Je vais vous demander de revenir sur ces images que vous avez filmé au fil du quotidien, pour réfléchir à ce qu’elles peuvent raconter ensemble, ce qu’elles peuvent exprimer pour d’autres.
L'IMAGE SOMATIQUE
« Quelque chose s’est donc inscrit dans ces images, et ceci ne concerne plus simplement l’événement proprement dit. Ce qui s’est inscrit, c’est une présence qui conjugue à la fois la motilité du spectateur, la portabilité de l’appareil d’enregistrement et la praticabilité de l’espace perçu, au sens où l’entend Henri Lefebvre. J’appelle cette forme particulière d’inscription de la mobilité la "mobilographie". »
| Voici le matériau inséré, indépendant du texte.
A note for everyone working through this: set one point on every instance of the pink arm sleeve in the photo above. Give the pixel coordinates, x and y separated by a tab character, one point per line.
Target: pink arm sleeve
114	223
« Nombre d’images mobilographiques circulant sur Internet montrent bien peu de choses d’un événement, sinon l’expérience corporelle du "filmeur" en présence de cet événement. [...] Les nombreuses images de séismes, d’attaques terroristes ou de fusillades que l’on peut consulter sur les différents sites d’information ou de « journalisme citoyen » nous apprennent une chose : bien voir est secondaire, dès lors que ressentir l’emporte sur la représentation de l’événement. »
« Pedegache cherche moins à expliquer ou à représenter selon les règles du dispositif journalistique qu’à traduire en mots une expérience physique, sensible et corporelle in situ. »
« N’est pas institutionnellement reconnu bien sûr l’individu qui, muni de son iPhone, enregistre son déplacement et, à sa façon, documente le fait qu’il était là et comment. Malgré cela, ce « filmeur » anonyme, et souvent dénué d’intention poétique, politique ou journalistique, pratique une écriture similaire à celle de Mekas et de Van der Keuken, n’en déplaise au discours institutionnel qui refuse d’y voir là l’expression d’une quelconque démarche. ».